I am one of 200 volunteers who appeared in the winning Springfield Vermont video. After we won, our local Chamber of Commerce turned its back on us. They excluded us from the premiere, giving our seats to the elite in town instead. And not even a thanks or mention of us in the public ceremony outside the theater. Read more about it and check out some of the sights and sounds of premiere day at our new website:
http://vtvid.110mb.com

About this Website

This non-profit website was created by and being maintained by Edwin Fransen of North Springfield, Vt. The main reasons for creating it are:

1. To give some proper credit to the video volunteers mentioned above who seemed to be forgotten by the media and community leaders once our video entry was submitted and voting begun.

2. To serve as a one-stop link to all the photos, video, audio and many written materials currently on the internet related to the filming of our video, the winning of the contest and finally our big event, world premiere day of The Simpsons Movie on July 21, 2007. In time, as these files begin to be withdrawn from the internet, we hope to get permission to actually host copies here and preserve them as part of the town’s history.

3. To be a source of information on the Town of Springfield, Vt. for tourists and anyone possibly interested in moving here.

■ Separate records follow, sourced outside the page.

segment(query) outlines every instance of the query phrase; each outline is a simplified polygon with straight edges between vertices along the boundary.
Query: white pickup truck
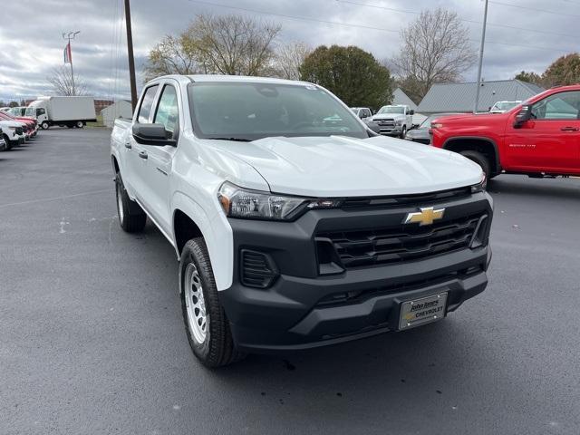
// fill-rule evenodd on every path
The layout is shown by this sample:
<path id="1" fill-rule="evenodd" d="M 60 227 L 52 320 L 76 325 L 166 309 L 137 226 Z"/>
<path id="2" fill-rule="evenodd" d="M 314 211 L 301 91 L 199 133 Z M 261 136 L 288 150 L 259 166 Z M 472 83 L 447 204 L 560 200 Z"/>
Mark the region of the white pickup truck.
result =
<path id="1" fill-rule="evenodd" d="M 414 114 L 415 111 L 412 111 L 409 106 L 395 104 L 382 106 L 368 121 L 379 126 L 379 132 L 381 134 L 405 139 L 407 130 L 413 125 Z"/>
<path id="2" fill-rule="evenodd" d="M 121 226 L 149 217 L 174 246 L 207 366 L 406 330 L 486 287 L 481 169 L 373 133 L 320 86 L 161 77 L 111 145 Z"/>

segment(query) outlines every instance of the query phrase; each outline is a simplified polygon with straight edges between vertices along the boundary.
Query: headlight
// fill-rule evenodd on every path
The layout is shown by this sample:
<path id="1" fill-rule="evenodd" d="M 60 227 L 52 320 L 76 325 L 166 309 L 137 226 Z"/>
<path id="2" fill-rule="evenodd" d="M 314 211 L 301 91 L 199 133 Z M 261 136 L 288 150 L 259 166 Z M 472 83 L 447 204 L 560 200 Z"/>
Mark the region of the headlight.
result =
<path id="1" fill-rule="evenodd" d="M 268 220 L 292 220 L 306 209 L 333 208 L 341 202 L 250 190 L 227 181 L 219 188 L 218 199 L 229 218 Z"/>
<path id="2" fill-rule="evenodd" d="M 481 174 L 481 181 L 479 181 L 478 184 L 474 184 L 473 186 L 471 186 L 471 193 L 483 192 L 485 191 L 487 187 L 488 187 L 488 179 L 486 179 L 486 174 L 483 173 Z"/>

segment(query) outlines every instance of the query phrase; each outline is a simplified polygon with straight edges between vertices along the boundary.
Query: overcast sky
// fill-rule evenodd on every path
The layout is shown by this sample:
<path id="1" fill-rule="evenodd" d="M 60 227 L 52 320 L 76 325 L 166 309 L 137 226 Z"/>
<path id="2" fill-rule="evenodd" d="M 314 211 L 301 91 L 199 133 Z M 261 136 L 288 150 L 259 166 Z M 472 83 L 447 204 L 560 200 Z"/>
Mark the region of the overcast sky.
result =
<path id="1" fill-rule="evenodd" d="M 46 77 L 63 64 L 62 34 L 73 30 L 81 31 L 72 43 L 75 72 L 85 80 L 90 93 L 102 98 L 129 95 L 122 3 L 2 2 L 0 99 L 49 93 Z M 197 14 L 246 14 L 279 23 L 278 43 L 304 41 L 313 47 L 355 44 L 382 60 L 398 52 L 401 28 L 421 9 L 438 5 L 458 13 L 477 50 L 482 0 L 132 0 L 138 76 L 149 50 L 164 34 L 186 28 Z M 521 70 L 541 72 L 558 56 L 578 51 L 579 19 L 580 0 L 490 0 L 483 77 L 509 79 Z M 465 79 L 473 81 L 476 75 L 474 67 Z M 138 82 L 140 88 L 140 77 Z"/>

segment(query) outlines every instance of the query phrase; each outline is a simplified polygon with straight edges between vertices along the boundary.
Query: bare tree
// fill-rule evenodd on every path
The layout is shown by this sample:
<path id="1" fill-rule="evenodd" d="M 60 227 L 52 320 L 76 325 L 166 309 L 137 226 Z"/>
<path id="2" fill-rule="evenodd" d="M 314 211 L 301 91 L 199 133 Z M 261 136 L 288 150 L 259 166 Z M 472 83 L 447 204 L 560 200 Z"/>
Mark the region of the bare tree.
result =
<path id="1" fill-rule="evenodd" d="M 312 48 L 302 42 L 295 42 L 276 48 L 273 75 L 281 79 L 299 80 L 300 67 L 312 53 Z"/>
<path id="2" fill-rule="evenodd" d="M 433 83 L 457 82 L 475 63 L 469 31 L 454 12 L 423 11 L 401 34 L 402 49 L 392 59 L 400 85 L 420 101 Z"/>
<path id="3" fill-rule="evenodd" d="M 56 95 L 73 96 L 87 93 L 87 85 L 78 74 L 74 74 L 74 86 L 72 85 L 72 75 L 67 66 L 53 68 L 46 80 L 53 85 L 53 92 Z"/>
<path id="4" fill-rule="evenodd" d="M 275 57 L 279 24 L 243 15 L 198 15 L 188 33 L 197 42 L 199 63 L 211 72 L 260 75 Z"/>
<path id="5" fill-rule="evenodd" d="M 167 35 L 149 53 L 145 81 L 165 74 L 207 72 L 198 58 L 197 44 L 188 32 L 177 37 Z"/>
<path id="6" fill-rule="evenodd" d="M 198 15 L 150 52 L 146 77 L 197 72 L 261 75 L 271 71 L 280 25 L 242 15 Z"/>

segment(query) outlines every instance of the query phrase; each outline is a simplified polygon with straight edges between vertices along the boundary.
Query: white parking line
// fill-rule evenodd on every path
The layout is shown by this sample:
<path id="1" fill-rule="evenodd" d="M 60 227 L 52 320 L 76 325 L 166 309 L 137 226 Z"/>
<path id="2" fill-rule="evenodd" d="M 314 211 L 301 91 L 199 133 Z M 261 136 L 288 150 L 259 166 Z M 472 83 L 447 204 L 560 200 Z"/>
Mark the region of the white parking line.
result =
<path id="1" fill-rule="evenodd" d="M 3 208 L 5 207 L 12 207 L 12 206 L 22 206 L 24 204 L 34 204 L 37 202 L 50 202 L 50 201 L 58 201 L 59 199 L 67 199 L 69 198 L 75 198 L 75 197 L 84 197 L 86 195 L 94 195 L 95 193 L 104 193 L 104 192 L 110 192 L 111 189 L 109 188 L 103 188 L 101 190 L 92 190 L 90 192 L 83 192 L 83 193 L 75 193 L 73 195 L 65 195 L 63 197 L 55 197 L 55 198 L 44 198 L 43 199 L 31 199 L 29 201 L 22 201 L 22 202 L 13 202 L 10 204 L 0 204 L 0 208 Z"/>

The Springfield Regional Chamber of Commerce already has this base covered on their website but I hope to offer additional information and links not found on their site. This will be in a separate non-Simpsons section of the website.

I will also include some Simpsons cartoon character content not related to Springfield, Vt. Images I may come across on the internet particularly amusing, interesting or different. But since there are already over 100 websites on the internet about the Simpsons run by devoted fans, I don’t feel any need to spend a lot of time building one more large online collection of Simpsons images and humor.